The only time to test if an Ebola vaccine works is to conduct a clinical trial when Ebola is spreading. But when faced with an outbreak, countries may refuse to allow such studies, demanding instead that their citizens are given a vaccine that is known to work. Some might argue it would be unethical to use an untested vaccine on some people when there’s another option of known efficacy.
“We don’t have a game plan of how to move forward with this. And Ebola vaccine is really, in a sense, pushing the envelope on regulatory science in terms of some of these questions,” Osterholm said.
Another huge question mark hanging over Ebola vaccines is liability and indemnification — in other words, who should take responsibility if something goes wrong and a recipient of one of these vaccines sues?
Kieny said the WHO’s position is that after Ebola vaccines have been licensed, the buck stops with the manufacturer.
“Once a product is registered, it’s their responsibility. This is one of the risks of the business of being a vaccine manufacturer,” she said. “I think it would be a very slippery slope to start, for any product which is licensed, to provide indemnification. Because this will be a never-ending story.”
But manufacturers — who know Ebola vaccine sales will never cover costs, let alone generate profits — will certainly balk at the prospect of being liable for producing a product that is effectively a good deed.
Dr. Mark Feinberg explained the thinking. Feinberg used to be chief science officer for Merck, and led work there on the Ebola vaccine until he left to become president of the International AIDS Vaccine Initiative in September 2015.
Vaccines that are being created to respond to emergencies are developed on shorter timelines, with smaller clinical trials than one would conduct to test a new vaccine meant to protect against a long-known threat — which increases the risk for manufacturers, he said.
“It’s very frustrating to see that it’s still not resolved,” Feinberg said of the liability question. “Because this is something that will affect every single vaccine that people want to see developed for emerging infectious diseases or pandemic flu.
“Part of it that it’s complicated. And part of it is that I don’t think there’s adequate alignment and trust among the different stakeholders.

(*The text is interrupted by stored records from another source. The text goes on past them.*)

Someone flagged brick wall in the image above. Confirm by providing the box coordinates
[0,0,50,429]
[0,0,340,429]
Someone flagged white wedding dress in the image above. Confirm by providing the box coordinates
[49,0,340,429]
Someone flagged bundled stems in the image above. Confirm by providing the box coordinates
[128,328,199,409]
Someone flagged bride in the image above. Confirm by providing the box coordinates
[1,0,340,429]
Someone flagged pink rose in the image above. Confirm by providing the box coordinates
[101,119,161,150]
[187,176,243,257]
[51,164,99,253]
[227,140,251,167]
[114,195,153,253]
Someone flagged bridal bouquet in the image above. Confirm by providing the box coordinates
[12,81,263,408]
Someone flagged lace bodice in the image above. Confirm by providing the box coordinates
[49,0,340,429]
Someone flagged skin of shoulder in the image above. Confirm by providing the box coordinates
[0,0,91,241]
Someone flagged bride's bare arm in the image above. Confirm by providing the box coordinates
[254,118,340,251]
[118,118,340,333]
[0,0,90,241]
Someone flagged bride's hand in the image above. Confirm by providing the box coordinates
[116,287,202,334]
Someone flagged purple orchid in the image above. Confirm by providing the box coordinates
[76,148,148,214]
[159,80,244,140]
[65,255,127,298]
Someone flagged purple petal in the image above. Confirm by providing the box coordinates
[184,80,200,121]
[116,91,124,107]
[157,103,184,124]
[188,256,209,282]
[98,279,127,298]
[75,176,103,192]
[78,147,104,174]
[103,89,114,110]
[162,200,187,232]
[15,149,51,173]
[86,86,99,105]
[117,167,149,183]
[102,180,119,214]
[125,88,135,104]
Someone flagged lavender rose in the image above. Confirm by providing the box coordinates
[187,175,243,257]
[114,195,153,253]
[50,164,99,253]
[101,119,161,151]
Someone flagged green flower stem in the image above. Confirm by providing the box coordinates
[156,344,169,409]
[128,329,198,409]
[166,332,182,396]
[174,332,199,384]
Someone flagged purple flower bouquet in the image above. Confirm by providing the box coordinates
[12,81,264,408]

And part of it is … that the impetus to solve it diminishes when the issue is no longer in the headlines.”
Feinberg said the obstacles outlined in the Team B report must be overcome, if the world wants vaccine manufacturers to answer the call the next time a new infectious disease emerges.
“If you can’t figure it out for Ebola, there’s no reason to think that you’re going to be able to figure that out for any other emerging infectious disease response,” he said. “And unless the private sector of vaccine developers — who are going to be critical partners in this effort — have confidence that you’re actually going to be able to finish the job, then they’re going to be much more hesitant to involved.”
The report also suggested the need for a new public-private partnership to champion completion of the work. One such organization is the newly formed Coalition for Epidemic Preparedness Innovations, established with funding from a number of heavy-hitter foundations and several governments. Its goal: to spur development of vaccines for emerging disease threats.